# M.s. Trinidad & M.s. Hawaiian Pilot



## hasse neren

Hello,
can anybody help me in finding photos or any inf. of the cargoliner,
M.S. TRINIDAD from Trinidad Lines and the c-3 freighter HAWAIIAN PILOT from Matson Lines.
Hasse.


----------



## john shaw

Hawaiian Pilot:

http://www.usmm.net/matson.html

http://channelislands.noaa.gov/shipwreck/dbase/gfmns/jacobluckenbach1.html

http://www.theshipslist.com/ships/lines/oceanic.htm (see Sonoma 2)

Revell make a plastic model kit of Hawaiian Pilot, and Imex do a plastic kit of Trinidad (see the following)

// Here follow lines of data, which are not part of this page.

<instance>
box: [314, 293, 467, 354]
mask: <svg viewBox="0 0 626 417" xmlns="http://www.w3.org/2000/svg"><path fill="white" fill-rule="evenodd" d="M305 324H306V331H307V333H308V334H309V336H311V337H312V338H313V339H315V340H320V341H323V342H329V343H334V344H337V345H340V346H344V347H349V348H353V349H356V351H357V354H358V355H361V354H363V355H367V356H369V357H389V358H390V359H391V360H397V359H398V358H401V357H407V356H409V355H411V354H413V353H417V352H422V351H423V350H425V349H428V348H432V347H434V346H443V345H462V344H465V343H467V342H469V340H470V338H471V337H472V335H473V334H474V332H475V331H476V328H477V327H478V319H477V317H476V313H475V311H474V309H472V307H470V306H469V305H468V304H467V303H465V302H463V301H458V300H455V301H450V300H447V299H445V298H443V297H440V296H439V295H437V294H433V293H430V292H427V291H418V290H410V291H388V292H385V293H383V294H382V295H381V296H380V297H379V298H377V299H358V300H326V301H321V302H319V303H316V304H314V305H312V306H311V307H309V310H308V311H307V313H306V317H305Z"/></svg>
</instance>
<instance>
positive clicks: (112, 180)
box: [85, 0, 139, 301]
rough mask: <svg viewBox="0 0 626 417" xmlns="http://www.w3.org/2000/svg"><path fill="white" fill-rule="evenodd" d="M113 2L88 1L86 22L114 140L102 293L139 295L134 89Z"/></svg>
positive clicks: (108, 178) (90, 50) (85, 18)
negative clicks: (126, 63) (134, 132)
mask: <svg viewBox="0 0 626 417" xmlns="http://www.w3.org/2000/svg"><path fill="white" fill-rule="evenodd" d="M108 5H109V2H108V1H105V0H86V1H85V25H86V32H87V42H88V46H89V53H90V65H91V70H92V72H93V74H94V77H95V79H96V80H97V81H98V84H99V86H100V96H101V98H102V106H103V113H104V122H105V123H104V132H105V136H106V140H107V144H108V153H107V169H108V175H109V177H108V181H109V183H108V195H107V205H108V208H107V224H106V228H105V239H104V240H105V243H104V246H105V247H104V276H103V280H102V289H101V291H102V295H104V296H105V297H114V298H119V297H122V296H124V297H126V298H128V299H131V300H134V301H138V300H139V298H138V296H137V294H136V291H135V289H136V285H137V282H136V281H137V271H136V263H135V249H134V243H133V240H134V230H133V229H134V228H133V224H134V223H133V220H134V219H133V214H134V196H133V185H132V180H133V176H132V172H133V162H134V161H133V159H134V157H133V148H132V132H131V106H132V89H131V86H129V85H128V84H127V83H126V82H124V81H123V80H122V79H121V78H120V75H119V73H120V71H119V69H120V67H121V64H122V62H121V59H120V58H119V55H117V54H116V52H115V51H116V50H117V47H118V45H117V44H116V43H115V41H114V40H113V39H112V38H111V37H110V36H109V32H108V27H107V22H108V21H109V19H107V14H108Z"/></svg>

http://modelshipbuilding.com/trinidad.htm

http://www.bathmodelcentre.com/catalog/catalog/product_info.php?products_id=2134


----------



## hasse neren

Thank´s John, for your info.
I have being on this links before but i cant find any photo of the Hawaian Pilot or sistership. The only pic. i found is the bow pic. of her. I´m trying to build this ships as models an can´t find any pictures at all of her or M.S. TRINIDAD. Can´t make find replicas of them without good ref. photos.
Thank´s again John for your reply and your time in this problem for me. Hasse.


----------



## danube4

*M.V,Trinidad*

Hasse, hope this is the one you are looking for.
All the best.
Barney.


----------



## danube4

*Hawaiian pilot*

Hasse,I hope this is the one you are looking for.
All the best.
Barney.


----------



## hasse neren

Thank´s Barney for the photos, yes this is the models i´m right no building. But the problem is that i can´t find any good fotos or info. of the real ship. And that makes it hard for me to make them in to good replicas of the real ships.
Thank´s for your reply to me and for your time.
Hasse


----------



## vectiscol

As John Shaw has indicated, there was a plastic kit of Hawaiian Pilot. My uncle, who was a chief engineer with Manchester Liners, brought one back from the USA or Canada as a Christmas present for me c.1957. It was brilliant, and there was nothing as large or as good to be bought in Britain at that time.

Best of luck
vectiscol


----------



## hasse neren

hello vectisol.
In the 60`s when i was a kid i could not find it in Sweden. In the 70`s when i was sailing on the Johnson Line to the States i did se it in the stores but did not buy it. Now it´s year 2006 and i have it. Now it´s time to do the best of the old Revell kit that´s dates back to 1955. That´s the reasen why i try so hard to find photos of the real ship. But that is not easy.
Have a nice day Vectisol, Hasse.


----------